Ah ben, ils donnent beaucoup. Je reviens à ma colonne d'Ile-de-France. La majorité sont sapeurs-pompiers professionnels, et ils sont partis sous statut sapeurs-pompiers volontaires parce qu'on ne les autorise pas à partir sur du temps de travail. Certains ont posé des congés pour venir éteindre les feux à l'autre bout de la France dont on connaît la dangerosité. C'est ça qu'on doit interroger. On a rencontré avec toutes les organisations syndicales, le cabinet du Premier ministre le 27 mai, pour leur dire que la sécurité civile avait le pantalon sur les chevilles, et à ce moment-là, il n'y avait pas de feu.
Parce que notre problème, ce n'est pas au moment des feux, notre problème, il est déjà au quotidien, pour savoir comment on fait partir un fourgon de proximité, un mercredi matin, parce que 80% des agents sont volontaires, et des fois, ils ne sont pas disponibles.

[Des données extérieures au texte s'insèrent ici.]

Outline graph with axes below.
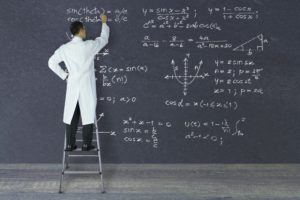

Il n'y a pas à les incriminer, mais on a à garantir une égalité des citoyens face aux secours d'urgence. Et dans tout un tas de situations, je peux vous en décrire quelques-unes là, j'ai un collègue dans l'Est de la France qui m'a dit, la semaine dernière, on est arrivé le premier engin 1h20 après l'appel.
Avant-hier, il y a 4 jours, il y avait, dans un département d'Île-de-France, parmi les plus importants, il y a eu un feu de récolte, mais comme tous les engins étaient engagés, le premier engin déclenché était à 50 km du feu.
C'est ça qu'on dénonce. Ce matin, tout ça, j'imagine que pour vous, c'est des risques, et on pense évidemment à tous les pompiers qui, on le disait, donnent beaucoup, sont mobilisés dans des conditions qui peuvent être extrêmement difficiles. Merci beaucoup, on a bien entendu votre alerte, Sébastien Delavoue, sapeur-pompier, porte-parole de la CGT, des services départementaux d'incendie et de secours.